The keyword register specifies the value at i will be stored in memory register. register is a storage class, if data type is not mentioned after a storage class or qualifier by default it will be treated as int.

8.) void main()

{

            int i;

            char a[]="\0";

            if(printf("%s\n",a))

            printf("Ok here \n");

            else

            printf("Forget it\n");

}

Ans:

Ok here

Explanation:

  Printf returns the number of characters it successfully printed. Here printf prints one newline character hence the result.

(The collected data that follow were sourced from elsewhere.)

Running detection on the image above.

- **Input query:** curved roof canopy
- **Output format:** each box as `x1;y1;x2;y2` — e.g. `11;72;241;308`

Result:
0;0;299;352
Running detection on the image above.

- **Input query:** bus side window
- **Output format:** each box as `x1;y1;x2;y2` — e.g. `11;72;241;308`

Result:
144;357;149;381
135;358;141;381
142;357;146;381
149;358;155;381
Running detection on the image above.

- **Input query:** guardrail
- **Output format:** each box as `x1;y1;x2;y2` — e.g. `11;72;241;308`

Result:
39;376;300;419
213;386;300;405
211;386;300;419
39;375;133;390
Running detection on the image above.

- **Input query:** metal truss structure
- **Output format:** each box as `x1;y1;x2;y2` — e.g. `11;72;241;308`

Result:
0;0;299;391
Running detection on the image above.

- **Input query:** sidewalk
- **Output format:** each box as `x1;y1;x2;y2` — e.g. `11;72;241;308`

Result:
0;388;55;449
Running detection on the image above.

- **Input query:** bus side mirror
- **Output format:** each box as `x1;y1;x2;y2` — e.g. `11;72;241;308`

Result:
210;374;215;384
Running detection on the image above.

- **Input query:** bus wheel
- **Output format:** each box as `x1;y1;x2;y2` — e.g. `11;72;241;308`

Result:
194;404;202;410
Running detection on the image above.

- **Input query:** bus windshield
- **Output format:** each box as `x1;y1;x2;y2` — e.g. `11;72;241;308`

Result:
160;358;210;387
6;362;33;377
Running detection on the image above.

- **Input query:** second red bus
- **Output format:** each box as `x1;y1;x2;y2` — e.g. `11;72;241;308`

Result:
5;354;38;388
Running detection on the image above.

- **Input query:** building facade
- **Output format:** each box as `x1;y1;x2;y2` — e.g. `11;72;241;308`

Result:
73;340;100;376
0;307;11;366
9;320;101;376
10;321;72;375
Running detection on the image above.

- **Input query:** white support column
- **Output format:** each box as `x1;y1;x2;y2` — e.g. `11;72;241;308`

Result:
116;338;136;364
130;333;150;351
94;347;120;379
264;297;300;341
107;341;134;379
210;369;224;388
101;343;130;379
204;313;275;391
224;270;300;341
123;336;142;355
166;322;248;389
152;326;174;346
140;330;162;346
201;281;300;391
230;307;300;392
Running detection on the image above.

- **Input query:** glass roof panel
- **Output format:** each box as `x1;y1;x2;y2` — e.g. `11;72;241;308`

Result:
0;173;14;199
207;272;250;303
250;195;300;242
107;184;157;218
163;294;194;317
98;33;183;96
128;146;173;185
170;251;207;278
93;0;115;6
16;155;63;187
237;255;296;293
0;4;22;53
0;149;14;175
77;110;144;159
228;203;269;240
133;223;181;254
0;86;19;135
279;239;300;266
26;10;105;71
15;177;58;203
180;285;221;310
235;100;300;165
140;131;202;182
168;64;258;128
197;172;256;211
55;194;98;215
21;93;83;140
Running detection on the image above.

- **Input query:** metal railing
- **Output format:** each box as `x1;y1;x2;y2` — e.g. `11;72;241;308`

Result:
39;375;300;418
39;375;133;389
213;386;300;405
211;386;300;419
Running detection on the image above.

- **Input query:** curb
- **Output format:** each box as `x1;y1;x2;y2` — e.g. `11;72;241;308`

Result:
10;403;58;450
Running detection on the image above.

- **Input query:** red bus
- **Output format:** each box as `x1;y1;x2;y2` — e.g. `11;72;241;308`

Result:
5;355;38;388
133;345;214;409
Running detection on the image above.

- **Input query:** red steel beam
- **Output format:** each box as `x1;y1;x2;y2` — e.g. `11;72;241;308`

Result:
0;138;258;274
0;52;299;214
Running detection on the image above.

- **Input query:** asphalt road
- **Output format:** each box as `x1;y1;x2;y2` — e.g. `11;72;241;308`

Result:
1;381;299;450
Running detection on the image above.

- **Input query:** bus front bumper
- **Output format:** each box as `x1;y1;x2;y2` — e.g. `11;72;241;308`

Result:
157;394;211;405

9. What is the output of the program given below

main()

    {

       signed char i=0;

       for(;i>=0;i++) ;

       printf("%d\n",i);

    }

Ans :

-128

Explanation:

Signed characters will take values from -128 to +127 in cyclic manner. Here first the value 0 is assigned to i then the i is continuously incremented in the increment section of the loop. When the value of i reaches 127, when it again incremented i will take value -128 and the test condition fails and loop terminates. Hence the result

10.) main()

      {

       char i=0;

       for(;i>=0;i++) ;

       printf("%d\n",i);

}

Ans :

 -128

Explanation:

Works in the same manner as above. Normally when no qualifiers are used by default data types are taken as signed.

11.) void main()

      {

      if(~0 == (unsigned int)-1)

      printf(“You can answer this if you know how values are represented in memory”);

      }

      Ans :

      you can answer this if you know how values are represented in memory.

      Explanation:

      As I mentioned in the previous questions variables will take values within its range in a cyclic manner. Unsigned int will take values between 0 to65535 and signed between -32768 to +32767. The unsigned equivalent of -1 is 1. Hence the result.

         

12. main()

{

int i = 3;

for (;i++=0;) printf(“%d”,i);

}

Ans :

L value required error.

Explanation:

 i++ will return athe value 3 and is impossible to assign a value to a constant.

13. main()

{

 int i=5,j=10;

i=i&=j&&10;

printf("%d %d",i,j);

}

Ans :

 1 10

Explanation:

i=i&=j&&10; statement will be expanded as i=i=i&j&&10; hence the result.

14.)

#define DIM( array, type) sizeof(array)/sizeof(type)

main()

{

int arr[10];

printf(“The dimension of the array is %d”, DIM(arr, int));   

}

Ans:

10

Explanation:

Preprocessor will expand the macro as sizeof(arr)/sizeof(int) which is 20/2, hence the result.

15. int DIM(int array[])

{

return sizeof(array)/sizeof(int );

}

main()

{

int arr[10];

printf(“The dimension of the array is %d”, DIM(arr));   

}

Ans:

The  dimension of the array is 1

Explanation:

An array can be passed to a function only as a pointer and size of pointer is always 2 hence the result.

16. #define max 5

     #define int arr1[max]

      main()

     {

     typedef char arr2[max];

     arr1 list={0,1,2,3,4};

     arr2 name="name";

     printf("%d %s",list[0],name);

            }

Ans:

Error

Explanation:

Arr1 and arr2 is not defined anywhere.